Campus Cops Fail (Again) To Deliver Justice In Sexual Assault Cases

Photo: Robert Judges/REX USA.
Disturbing news keeps coming out of the Vanderbilt University assault case. Four football players were accused of a 2013 gang-rape of an unconscious classmate, and two of them — Cory Batey and Brandon Vandenburg, both 21 — were recently convicted for their role in it. The men allegedly raped a passed-out student in a school dorm and filmed it. Recently leaked footage shows the former students lugging the unconscious woman down a hallway, “laughing as they photograph her and remove articles of her clothing.”

Perhaps worse? A year before Batey and Vandenburg were convicted, campus officials stated that there wasn’t enough evidence to prove that “non-consensual sexual intercourse” had taken place. It's a disturbing, but all too common trend: The vast majority of college assaults are only reported to on-campus cops or school officials — which makes it extremely unlikely that the survivors will see justice.

The Vanderbilt case did end up in the proper legal system. Now, two students have been convicted and face decades in jail. The other two are facing trial, and the U.S. Department of Education's Office of Civil Rights is investigating the school for its failure to take action.  

The way Vanderbilt officials handled — or didn’t handle — the case is, sadly, far from unique: Just 20% of college rapes are reported to the police. Lauren Chief Elk, activist and founder of the Save Wiyabi Project, says the failure of campus cops is sadly not surprising. “It's so sad and such a mess, and unfortunately not outside of the norm, especially with campus violence.”

The headlines are full of recent examples of campus cops' attempts at handling assault gone wrong.

At the University of Virginia, an alleged gang-rape survivor’s testimony was ultimately discarded by the court of public opinion after November’s Rolling Stone disaster. In that case, she had reported it to the school dean, but not the cops.

At the University of North Carolina, Landen Gambill, who told us her story this fall, was dissuaded from going to police by campus officials, who told her it would prevent an on-campus investigation (that's wrong). 

In 2013, an anonymous student at the University of Southern California claimed that, after she called campus police to report being raped, the officers told her that what had happened to her wasn’t a crime because her alleged attacker didn’t orgasm (yes, you read that correctly). The campus cops reportedly concluded, "Even though his penis penetrated your vagina, because he stopped, it was not a crime." The school was slapped with a federal investigation for its failures to adequately deal with on-campus sexual assaults.

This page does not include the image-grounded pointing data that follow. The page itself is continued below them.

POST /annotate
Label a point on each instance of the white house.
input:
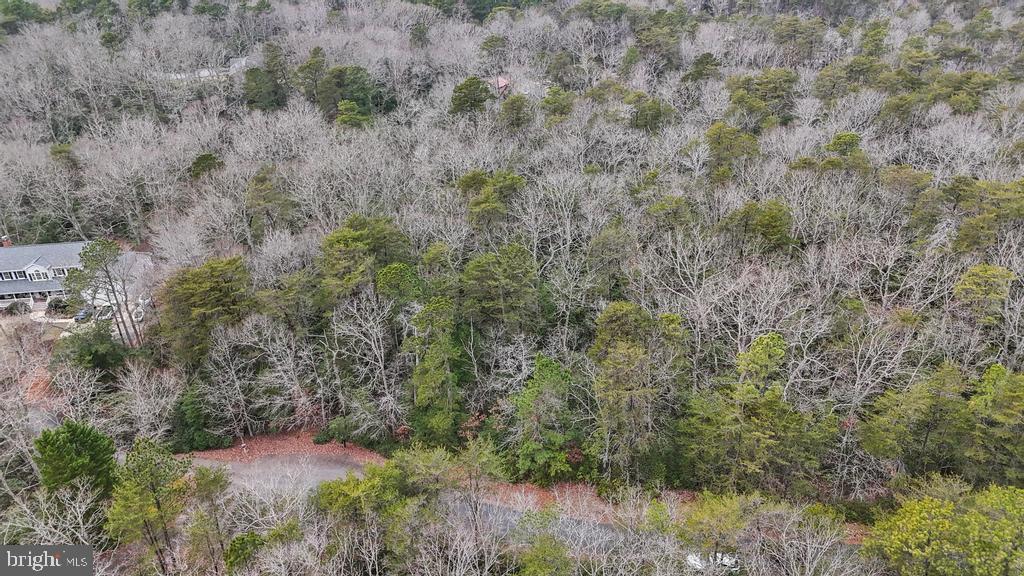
(35, 273)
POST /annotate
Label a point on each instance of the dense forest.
(750, 269)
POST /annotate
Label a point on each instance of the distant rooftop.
(61, 254)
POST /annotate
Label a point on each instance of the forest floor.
(294, 460)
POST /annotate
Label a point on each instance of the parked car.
(84, 315)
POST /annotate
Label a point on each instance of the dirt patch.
(299, 443)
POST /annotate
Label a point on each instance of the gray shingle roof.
(24, 286)
(62, 254)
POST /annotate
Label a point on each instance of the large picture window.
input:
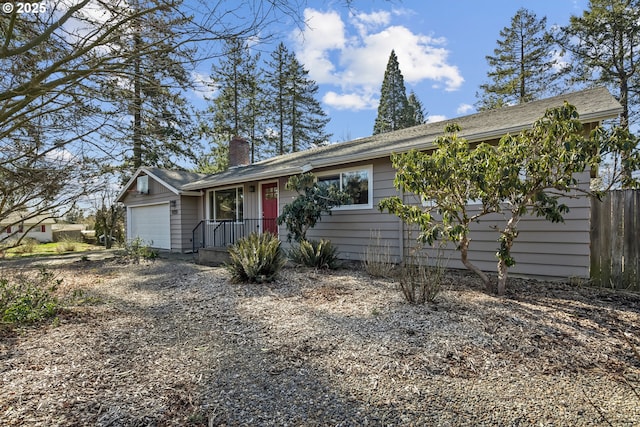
(226, 205)
(357, 183)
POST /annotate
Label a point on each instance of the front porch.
(210, 234)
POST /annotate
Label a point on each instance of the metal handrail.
(222, 233)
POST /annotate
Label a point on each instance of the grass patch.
(47, 249)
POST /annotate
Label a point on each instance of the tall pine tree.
(394, 110)
(238, 108)
(298, 121)
(417, 113)
(152, 89)
(522, 67)
(604, 45)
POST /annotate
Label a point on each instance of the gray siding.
(353, 230)
(542, 248)
(161, 194)
(188, 208)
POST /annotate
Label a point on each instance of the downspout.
(401, 245)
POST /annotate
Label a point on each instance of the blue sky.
(441, 48)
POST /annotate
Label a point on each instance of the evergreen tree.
(276, 79)
(296, 115)
(151, 90)
(307, 119)
(237, 108)
(522, 66)
(417, 114)
(394, 111)
(604, 46)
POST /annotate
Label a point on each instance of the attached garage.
(151, 223)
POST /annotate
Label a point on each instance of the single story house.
(18, 224)
(182, 211)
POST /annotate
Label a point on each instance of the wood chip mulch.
(173, 343)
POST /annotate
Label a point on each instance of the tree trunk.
(464, 251)
(502, 277)
(504, 259)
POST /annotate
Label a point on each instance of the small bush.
(27, 246)
(257, 258)
(311, 253)
(28, 299)
(421, 283)
(67, 245)
(136, 250)
(377, 258)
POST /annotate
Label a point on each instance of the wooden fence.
(615, 240)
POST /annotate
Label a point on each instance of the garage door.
(151, 224)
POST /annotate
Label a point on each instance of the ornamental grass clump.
(311, 253)
(257, 258)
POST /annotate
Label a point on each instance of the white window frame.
(211, 216)
(369, 169)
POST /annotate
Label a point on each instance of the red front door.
(270, 207)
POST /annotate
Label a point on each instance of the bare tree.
(55, 64)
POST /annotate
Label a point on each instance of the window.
(226, 205)
(357, 183)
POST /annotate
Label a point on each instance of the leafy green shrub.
(136, 250)
(27, 246)
(311, 253)
(257, 258)
(307, 208)
(28, 299)
(67, 245)
(421, 283)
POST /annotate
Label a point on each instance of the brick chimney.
(238, 152)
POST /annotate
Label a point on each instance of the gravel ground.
(173, 343)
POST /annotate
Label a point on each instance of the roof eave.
(595, 117)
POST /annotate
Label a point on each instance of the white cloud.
(324, 33)
(204, 87)
(366, 22)
(349, 101)
(436, 118)
(464, 109)
(355, 61)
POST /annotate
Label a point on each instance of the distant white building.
(38, 227)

Then, there was Emma Sulkowicz, a Columbia University student who says she was raped in her dorm room the first night of her second year at college. Sulkowicz turned her rage about the incident into a performance-art piece, "Mattress Performance: Carry That Weight," in which she and other students carried a mattress around Columbia’s campus as a way to pressure her alleged assailant into leaving school (either by university measures or on his own). Two other women reported being assaulted by the same student, and alarmingly, he’s still at Columbia after being cleared in all the cases.

Chief Elk points out that, just because campus justice often fails, it doesn't mean the local police are a perfect solution: "There are many reasons victims don't report to law enforcement, as they often disbelieve and re-victimize those who report. We also have an astronomical rape-kit backlog, we criminalize victims, and police sexual violence is its own national emergency.” But, local police may still be the better option.

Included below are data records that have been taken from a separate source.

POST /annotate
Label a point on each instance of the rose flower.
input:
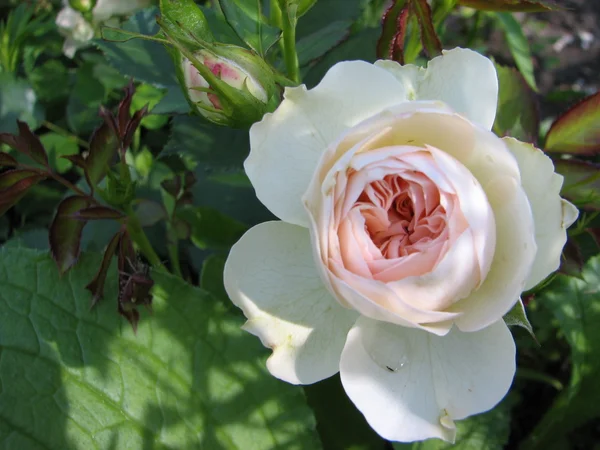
(408, 229)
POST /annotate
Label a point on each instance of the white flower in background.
(78, 31)
(408, 229)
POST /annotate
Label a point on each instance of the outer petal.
(513, 258)
(287, 144)
(462, 78)
(270, 274)
(411, 385)
(551, 214)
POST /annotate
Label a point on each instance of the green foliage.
(75, 378)
(576, 305)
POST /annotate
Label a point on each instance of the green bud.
(82, 6)
(229, 85)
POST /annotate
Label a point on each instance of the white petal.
(551, 214)
(287, 144)
(411, 385)
(513, 257)
(270, 274)
(462, 78)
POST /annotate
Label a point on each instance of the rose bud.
(229, 85)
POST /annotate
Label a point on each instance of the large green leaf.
(246, 18)
(141, 59)
(18, 102)
(576, 305)
(518, 46)
(79, 379)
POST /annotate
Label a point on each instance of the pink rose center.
(391, 220)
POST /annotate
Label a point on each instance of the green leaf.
(50, 81)
(185, 20)
(57, 146)
(203, 142)
(79, 379)
(511, 5)
(85, 100)
(582, 182)
(246, 19)
(211, 228)
(518, 317)
(141, 59)
(315, 45)
(518, 46)
(518, 110)
(577, 130)
(575, 303)
(487, 431)
(18, 101)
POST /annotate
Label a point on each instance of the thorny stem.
(288, 39)
(140, 239)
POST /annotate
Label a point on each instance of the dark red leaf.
(65, 232)
(129, 311)
(103, 150)
(398, 40)
(578, 130)
(96, 286)
(511, 5)
(110, 120)
(132, 126)
(98, 213)
(429, 38)
(124, 115)
(172, 186)
(7, 161)
(27, 143)
(389, 28)
(14, 184)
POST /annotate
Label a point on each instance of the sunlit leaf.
(247, 20)
(189, 379)
(578, 130)
(581, 182)
(211, 228)
(518, 46)
(65, 232)
(575, 303)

year-long study conducted by the Center for Public Integrity determined that “students found ‘responsible’ for sexual assaults on campus often face little or no punishment from school judicial systems.” Maybe this inaction in the face of such a sweeping problem — remember that one-in-five statistic? — shouldn’t be surprising, given America’s astoundingly active rape culture. The undercurrent of denial can feel, at times, impermeably strong. 

Many students at Vanderbilt weren’t even aware of the rape when the convictions were handed down, and bystanders at the scene of the attack reportedly didn’t do anything to intervene (or call police). 

“The safety and security of our students is Vanderbilt’s top priority,” said Beth Fortune, the vice chancellor for public affairs, in the school’s sole statement about the players’ convictions. “Sexual violence will never be tolerated.”

But, at many colleges, it seems that it will. What needs to change, STAT, are the rape laws themselves. As Northwestern law professor Deborah Tuerkheimer notes in The New York Times, in a majority of states, “rape is still defined as requiring physical force” — the notion of date or acquaintance rape is apparently not even on the table. Of course, reporting sexual assaults to police isn’t infallible, either: As Chief Elk noted, various police departments have their own histories of sexual violence, and not every woman’s account is handled properly by law enforcement or the courts. But, a crime is a crime, and rape must be treated like one, no matter where — or by whom — it is perpetrated.